On Thursday 14 April Arrigoni was murdered in Gaza by members of Jama'at al-Tawhid wal-Jihad (JTJ), who had him strangled and then dumped his body in a deserted Gaza apartment. This same group had previously had him kidnapped in order - apparently - to compel the Hamas government of Gaza to release the group's leader, Sheikh Abu al-Walid al-Maqdisi.

Hamas was naturally having none of this, and launched a search for Arrigoni, whose murder may have been ordered to prevent discovery of the kidnappers, though it is just as likely that the deed was carried out merely as a routine (so to speak) quasi-judicial punishment for the crime of being a foreigner (i.e. a non-Muslim) in a Muslim land.

JTJ is an al-Qaida affiliate. Its precise history is necessarily obscure, but it seems to have originated in Iraq, where it has resorted to any means (including the use of chlorine gas) in the pursuit of its goal of turning Iraq, post-Saddam, into an Islamic state.

In Gaza it has sought to establish itself as an alternative government to that of Hamas. Its religious leader, al-Maqdisi, by birth an Egyptian, is credited amongst many other things with having orchestrated the murder of western tourists in Sinai in 2006. He is certainly the author of a fatwa enjoining the kidnapping and killing of tourists in countries ruled by what he and his followers would regard as "apostate" Muslim governments. At the beginning of March this year he was detained by Hamas, perhaps at the request of the Egyptian authorities.
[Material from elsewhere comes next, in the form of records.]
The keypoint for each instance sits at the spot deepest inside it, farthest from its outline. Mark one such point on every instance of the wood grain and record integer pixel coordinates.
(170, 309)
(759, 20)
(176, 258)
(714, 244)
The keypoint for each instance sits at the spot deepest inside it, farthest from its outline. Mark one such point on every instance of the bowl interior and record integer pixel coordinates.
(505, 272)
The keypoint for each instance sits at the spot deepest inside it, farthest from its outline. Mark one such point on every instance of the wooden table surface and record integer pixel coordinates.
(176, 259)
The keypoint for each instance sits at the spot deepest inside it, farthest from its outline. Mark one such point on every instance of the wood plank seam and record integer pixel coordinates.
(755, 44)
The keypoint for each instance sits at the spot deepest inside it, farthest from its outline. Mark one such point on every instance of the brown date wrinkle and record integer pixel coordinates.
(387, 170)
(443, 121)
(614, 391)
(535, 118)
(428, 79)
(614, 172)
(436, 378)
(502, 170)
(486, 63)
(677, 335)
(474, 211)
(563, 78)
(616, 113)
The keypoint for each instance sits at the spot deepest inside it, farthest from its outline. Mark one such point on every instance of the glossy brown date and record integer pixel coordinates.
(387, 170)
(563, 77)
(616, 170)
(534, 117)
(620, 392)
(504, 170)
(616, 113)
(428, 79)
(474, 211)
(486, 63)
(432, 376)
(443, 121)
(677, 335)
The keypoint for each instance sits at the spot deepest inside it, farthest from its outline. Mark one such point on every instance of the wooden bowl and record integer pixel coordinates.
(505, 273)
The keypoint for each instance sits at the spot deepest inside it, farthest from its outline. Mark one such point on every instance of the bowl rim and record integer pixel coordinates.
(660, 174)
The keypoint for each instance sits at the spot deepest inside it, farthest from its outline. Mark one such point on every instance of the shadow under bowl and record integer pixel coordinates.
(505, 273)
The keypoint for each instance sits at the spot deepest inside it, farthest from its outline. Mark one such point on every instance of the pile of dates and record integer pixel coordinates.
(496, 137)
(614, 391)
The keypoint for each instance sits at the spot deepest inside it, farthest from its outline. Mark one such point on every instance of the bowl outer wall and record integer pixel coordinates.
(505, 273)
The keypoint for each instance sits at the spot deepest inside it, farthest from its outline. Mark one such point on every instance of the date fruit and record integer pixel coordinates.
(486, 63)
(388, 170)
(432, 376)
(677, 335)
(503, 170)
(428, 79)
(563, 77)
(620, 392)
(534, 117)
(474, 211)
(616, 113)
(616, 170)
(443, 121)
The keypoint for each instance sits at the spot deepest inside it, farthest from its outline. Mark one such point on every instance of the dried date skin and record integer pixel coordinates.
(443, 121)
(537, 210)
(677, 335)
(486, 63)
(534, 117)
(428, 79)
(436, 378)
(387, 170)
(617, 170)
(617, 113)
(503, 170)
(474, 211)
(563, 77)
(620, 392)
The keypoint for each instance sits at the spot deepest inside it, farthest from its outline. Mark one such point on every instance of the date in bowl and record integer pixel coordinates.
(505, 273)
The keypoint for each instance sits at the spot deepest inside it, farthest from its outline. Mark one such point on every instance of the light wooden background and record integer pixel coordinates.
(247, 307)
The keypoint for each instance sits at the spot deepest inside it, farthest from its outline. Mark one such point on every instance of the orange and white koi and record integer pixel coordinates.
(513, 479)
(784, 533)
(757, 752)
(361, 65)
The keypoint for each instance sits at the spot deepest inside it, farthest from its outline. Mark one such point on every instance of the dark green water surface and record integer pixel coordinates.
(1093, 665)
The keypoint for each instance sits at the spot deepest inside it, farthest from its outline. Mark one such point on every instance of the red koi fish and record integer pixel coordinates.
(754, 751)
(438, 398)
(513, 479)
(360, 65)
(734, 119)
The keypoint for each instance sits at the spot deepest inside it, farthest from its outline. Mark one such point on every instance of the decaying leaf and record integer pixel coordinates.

The death of a Jew-hater must be a cause for celebration

But my concern is less with Abu al-Walid al-Maqdisi than with Vittorio Arrigoni, whose killing was immediately pounced upon by the western media as an affront to the civilised world. Even Hamas felt impelled to associate itself with these encomia.

The Italian was described as a "peace activist." But the truth is very different. Vittorio Arrigoni, a disciple of the International Solidarity Movement, had travelled to Gaza to assist in the breaking of the Israeli naval blockade. As a supporter of Hamas he was a consummate Jew-hater. His Facebook page contained not merely the customary insults aimed at Israel but explicit anti-Jewish imagery, which may have reflected in part his Catholic upbringing: one image, for example, shows Jesus under arrest by Israeli soldiers.

The death of a consummate Jew-hater must always be a cause for celebration. In this case, however, the benefit is compounded by the dissensions that it has sown within the wider Israel-hating and Jew-hating fraternities.

Some members of these fraternities, ignoring or (in one case) making a virtue of the complete absence of evidence, have actually accused Mossad of his murder, alleging (in the wake of the Goldstone Retraction) that Arrigoni alone knew "the truth" of Operation Cast Lead. The Zionists, according to this argument, having forced Richard Goldstone to withdraw his contemptible allegation that during Cast Lead Israeli troops deliberately targeted civilians, needed to silence Arrigoni lest "the truth" be told.

But what particularly caught my eye was the emotional plea for Arrigoni's life posted on YouTube by Ken O'Keefe, the former US marine who has taken it upon himself to espouse the cause of Hamas and with whom I appeared on Press TV last year.

Arrigoni is not the first ISM activist to be murdered by Palestinian Arabs. In September 2007 Akram Ibrahim Abu Sba' was killed in Jenin by members of Islamic Jihad. But in his video plea O'Keefe ignored this precedent, and engaged instead a typical rant not only against the Jewish state but against its Christian supporters. Whoever had kidnapped Arrigoni, he argued, had branded themselves as collaborators of Israel and of its Zionist enterprise. And he repeated the charge of collaboration in a further video made after the discovery of Arrigoni's body.

The idea that JTJ - or indeed any fundamentalist Islamic group of the Salafist variety - would collaborate with Israel is too fanciful to merit attention. But in putting forward this argument O'Keefe has revealed himself as completely detached from reality.

During our Press TV discussion O'Keefe challenged me to a public debate. Naturally I accepted, and we subsequently fixed the date – 28 April 2011. This date has come and gone. But if we manage to reschedule the event I'll let you know.